A televisão, os jornais e a rádio sempre procuraram estabelecer uma relação mais directa entre nós e os eventos através da tradicional pergunta: "Há portugueses envolvidos?" E das respostas: "Até agora não há notícias de portugueses entre as vítimas." Ou: "Sabemos que há pelo menos um português entre as vítimas."

No entanto, desta vez essa ligação, que era função da televisão, jornais e rádio, parece agora algo desprovida de sentido, pelo menos para os cerca de cinco milhões de portugueses que utilizam o Facebook.

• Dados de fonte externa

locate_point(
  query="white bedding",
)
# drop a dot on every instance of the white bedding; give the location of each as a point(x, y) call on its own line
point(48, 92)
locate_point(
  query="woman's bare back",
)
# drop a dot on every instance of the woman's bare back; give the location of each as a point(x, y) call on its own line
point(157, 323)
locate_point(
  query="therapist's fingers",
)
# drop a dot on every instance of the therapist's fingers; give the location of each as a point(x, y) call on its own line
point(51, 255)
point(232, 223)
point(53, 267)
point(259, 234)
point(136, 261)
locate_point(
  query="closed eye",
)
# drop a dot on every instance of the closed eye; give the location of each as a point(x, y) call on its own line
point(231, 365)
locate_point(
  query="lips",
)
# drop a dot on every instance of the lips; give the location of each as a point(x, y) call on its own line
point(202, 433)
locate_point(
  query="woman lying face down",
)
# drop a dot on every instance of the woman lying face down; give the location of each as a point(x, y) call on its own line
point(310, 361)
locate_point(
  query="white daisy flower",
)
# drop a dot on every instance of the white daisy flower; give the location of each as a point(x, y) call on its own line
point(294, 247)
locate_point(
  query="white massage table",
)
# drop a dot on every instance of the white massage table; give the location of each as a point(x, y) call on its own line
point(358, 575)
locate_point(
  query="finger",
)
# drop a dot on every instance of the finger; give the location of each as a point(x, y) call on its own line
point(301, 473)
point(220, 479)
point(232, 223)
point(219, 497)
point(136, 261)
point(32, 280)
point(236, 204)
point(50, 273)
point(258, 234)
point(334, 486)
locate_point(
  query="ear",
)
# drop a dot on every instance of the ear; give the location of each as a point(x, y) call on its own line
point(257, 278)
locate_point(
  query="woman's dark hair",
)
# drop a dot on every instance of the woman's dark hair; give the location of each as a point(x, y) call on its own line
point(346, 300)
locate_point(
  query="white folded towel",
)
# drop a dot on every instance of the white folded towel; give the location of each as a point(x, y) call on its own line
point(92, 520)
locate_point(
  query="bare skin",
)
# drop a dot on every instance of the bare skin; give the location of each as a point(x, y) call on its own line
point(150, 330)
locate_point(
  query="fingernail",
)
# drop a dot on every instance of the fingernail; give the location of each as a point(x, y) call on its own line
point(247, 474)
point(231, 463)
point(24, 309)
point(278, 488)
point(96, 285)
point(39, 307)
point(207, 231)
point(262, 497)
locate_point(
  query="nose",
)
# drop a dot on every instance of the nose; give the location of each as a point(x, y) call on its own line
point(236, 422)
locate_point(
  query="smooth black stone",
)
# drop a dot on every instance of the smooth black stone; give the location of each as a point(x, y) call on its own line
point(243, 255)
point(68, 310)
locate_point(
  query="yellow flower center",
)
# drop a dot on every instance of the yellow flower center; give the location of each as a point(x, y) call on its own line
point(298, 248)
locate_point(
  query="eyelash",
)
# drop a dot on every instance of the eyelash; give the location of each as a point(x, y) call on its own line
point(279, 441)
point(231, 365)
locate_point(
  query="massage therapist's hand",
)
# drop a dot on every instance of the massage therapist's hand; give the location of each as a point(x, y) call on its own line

Poucos segundos depois de se terem iniciado os ataques havia já quem, no Facebook e no Twitter, relatasse os eventos em curso, pedisse ajuda, porque estava escondido dentro do Bataclan, tranquilizasse os mais próximos ou perguntasse se alguém sabia se o amigo ou amiga estavam a salvo.

Numa segunda fase foram as próprias empresas, nomeadamente o Facebook, a colocar em acção o seu safety check permitindo dizer aos amigos que se está a salvo numa dada catástrofe, neste caso, um ataque terrorista em Paris.

Nos ataques ocorridos em Paris construímos a nossa ligação às vítimas tal como vivemos o nosso quotidiano, ou seja, através da mediação das redes sociais construídas por via das partilhas de alguém que as conhecia, de alguém que conhecia alguém que era amigo de quem morreu nos ataques ou de quem neles ficou ferido. 

Mas será que essa "nova proximidade" é assim tão importante ao ponto de aqui ser destacada? Sim, porque é sempre a existência de proximidade que mobiliza a atenção da opinião pública para um assunto e, por sua vez, é essa mobilização que influi e condiciona também as tomadas de decisão por parte dos nossos governos.

É por essa razão que a proximidade precisa de ser temperada e é também por isso que recorrer às análises de Michel Wieviorka constitui um bom antídoto face ao impulso de basear a nossa opinião exclusivamente nos sentimentos gerados pela proximidade face aos acontecimentos de Paris.

Reler o livro Evil de Wieviorka relembra-nos que, se queremos continuar a viver em sociedades abertas e democráticas, num mundo onde cada um de nós pode construir a sua própria experiência e orientar a sua vida pelo respeito e solidariedade para com os outros, temos primeiro de compreender os processos que nos podem levar por caminhos que, embora totalmente opostos, têm em comum a negação do individual, da moral e da integridade física.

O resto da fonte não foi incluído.